Mahlukat neyin nerede ne kadar biriktiğinden habersiz. Belki biz yaratılmışların zihnini “bardağı taşıran son damla” ibaresi çokça çarpıtmıştır. Belki bardak taşmayacak. Akıbeti işlerin hiç aklımıza gelmeyen tarzdaki mahiyetinin tayin etme ihtimali hep vardır.

Bardak taşacak olursa, yine de, biliyoruz ki, dolu kalır; ve lâkin ya bardak devrilirse ne olacak? İspanya’nın dış ticaret açığı, Euro’nun ve ona bağlı olarak Avrupa Birliği’nin geleceği, Türkiye’nin geleceği, ABD’nin, İsrail’in geleceği... Bir kumar... bir iskambil oyunu... kartlar açık oynanıyor ve her kumarbaz diğerlerinin elini görebiliyor, o diğerlerinin de kendi elinde hangi kâğıtların bulunduğunu gördüğünden haberdar... Ben bu satırları bilgisayar ekranına döktürdüğüm sırada Hilary Clinton boyun damarlarını şişirerek “Sizi gidi Rusya ve Çin!

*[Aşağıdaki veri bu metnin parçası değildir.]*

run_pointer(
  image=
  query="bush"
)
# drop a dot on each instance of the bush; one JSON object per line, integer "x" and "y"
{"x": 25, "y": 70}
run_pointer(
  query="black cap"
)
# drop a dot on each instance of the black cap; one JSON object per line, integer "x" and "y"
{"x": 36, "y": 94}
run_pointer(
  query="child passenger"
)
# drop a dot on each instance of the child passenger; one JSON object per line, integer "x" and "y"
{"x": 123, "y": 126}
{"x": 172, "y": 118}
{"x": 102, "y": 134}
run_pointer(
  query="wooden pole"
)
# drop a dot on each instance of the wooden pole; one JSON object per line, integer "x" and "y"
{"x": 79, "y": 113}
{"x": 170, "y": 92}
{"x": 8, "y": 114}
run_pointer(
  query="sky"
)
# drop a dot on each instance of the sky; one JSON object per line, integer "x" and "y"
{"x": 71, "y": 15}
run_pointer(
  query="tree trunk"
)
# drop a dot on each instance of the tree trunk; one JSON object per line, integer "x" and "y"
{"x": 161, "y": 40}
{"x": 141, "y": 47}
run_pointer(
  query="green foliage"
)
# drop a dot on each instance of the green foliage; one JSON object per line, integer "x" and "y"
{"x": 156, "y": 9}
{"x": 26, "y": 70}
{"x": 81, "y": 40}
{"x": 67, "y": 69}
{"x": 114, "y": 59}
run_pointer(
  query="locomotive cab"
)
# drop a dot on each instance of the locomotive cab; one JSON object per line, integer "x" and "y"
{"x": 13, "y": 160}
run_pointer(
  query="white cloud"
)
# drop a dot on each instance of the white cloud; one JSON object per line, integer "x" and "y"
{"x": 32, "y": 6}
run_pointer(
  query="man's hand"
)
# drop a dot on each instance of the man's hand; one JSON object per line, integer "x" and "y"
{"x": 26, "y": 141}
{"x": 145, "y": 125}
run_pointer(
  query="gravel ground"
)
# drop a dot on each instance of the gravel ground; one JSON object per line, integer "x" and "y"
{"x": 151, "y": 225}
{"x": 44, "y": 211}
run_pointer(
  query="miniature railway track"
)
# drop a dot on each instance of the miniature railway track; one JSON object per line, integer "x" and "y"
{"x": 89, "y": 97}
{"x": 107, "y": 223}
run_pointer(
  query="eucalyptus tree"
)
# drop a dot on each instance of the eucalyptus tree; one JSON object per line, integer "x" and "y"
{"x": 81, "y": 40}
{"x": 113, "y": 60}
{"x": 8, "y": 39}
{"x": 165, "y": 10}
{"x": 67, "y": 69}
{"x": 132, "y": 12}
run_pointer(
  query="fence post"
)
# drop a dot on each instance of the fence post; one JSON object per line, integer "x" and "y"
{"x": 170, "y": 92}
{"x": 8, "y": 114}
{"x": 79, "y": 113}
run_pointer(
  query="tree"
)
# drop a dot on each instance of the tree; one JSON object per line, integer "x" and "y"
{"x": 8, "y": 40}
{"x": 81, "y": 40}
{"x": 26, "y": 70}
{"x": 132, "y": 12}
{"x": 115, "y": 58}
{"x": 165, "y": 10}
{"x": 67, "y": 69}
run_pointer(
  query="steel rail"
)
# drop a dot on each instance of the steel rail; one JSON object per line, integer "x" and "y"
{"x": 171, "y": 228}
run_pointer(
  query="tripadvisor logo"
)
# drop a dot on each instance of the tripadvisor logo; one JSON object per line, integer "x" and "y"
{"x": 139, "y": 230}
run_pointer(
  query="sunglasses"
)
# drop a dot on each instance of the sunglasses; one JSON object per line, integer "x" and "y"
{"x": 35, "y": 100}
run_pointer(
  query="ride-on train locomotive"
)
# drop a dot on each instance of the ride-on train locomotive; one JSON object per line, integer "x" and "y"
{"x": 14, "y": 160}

Siz cezasız kalmayacaksınız!” diye bangır bangır bağırıyor. Yırtınıyor, ter ter tepiniyor. Ahmet Davutoğlu, “Emredersiniz, biz onların cezasını vermesini biliriz” diyor. Sonra ne oluyor?
 
Sonra CIA Suriye’de duruma son derecede hakim olduğunu iknaa uğraşıyor. Temaslar muvacehesinde Ahmet Davutoğlu ne Çin’den, ne Rusya’dan insaniyet öğrenebiliyor. İnsanlar ölüyor, ölmek de öldürmek de îlâ-yı kelimeti’illaah dışta tutulsun gayesine müteveccih. Sırf bu yüzden, hem öldüren, hem de ölüme sebep olan taraflar kabahati birbiri üzerine atıyor. Türk ilinde bu alengirli faaliyetin bir işe yarayacağına inanan müfsit çok. CIA güzel iş çıkarıp FBI anaforuna kapılmış TC tâbiyetindeki elemanları “lây lây lôm” aktivitesine ikna edebilse bile, hiç yaş tahtaya basma niyeti olmayan PENTAGON hepsinin kulağını çekebilir. Bunların hepsi tahmin, hepsi tahin, hepsi tahin-pekmez,. Bunları Ramazan düşüncemizden hiç eksik etmez.    
 
Ramazan geldi. Oruçlu kafayla düşünün bakalım: Eğer idare edilenlerin rızası nispetinde mer’iyete kavuşmuş bir idarî meşruiyyetten bahsedebiliyorsak, Suriye’deki babadan oğula geçme diktatörlük mü meşrudur, yoksa demokratikliği ABD alengirli, vesikalı, ruhsatlı, ehliyetli seçimle iş başına üç kez gelmiş AKP hükümeti mi?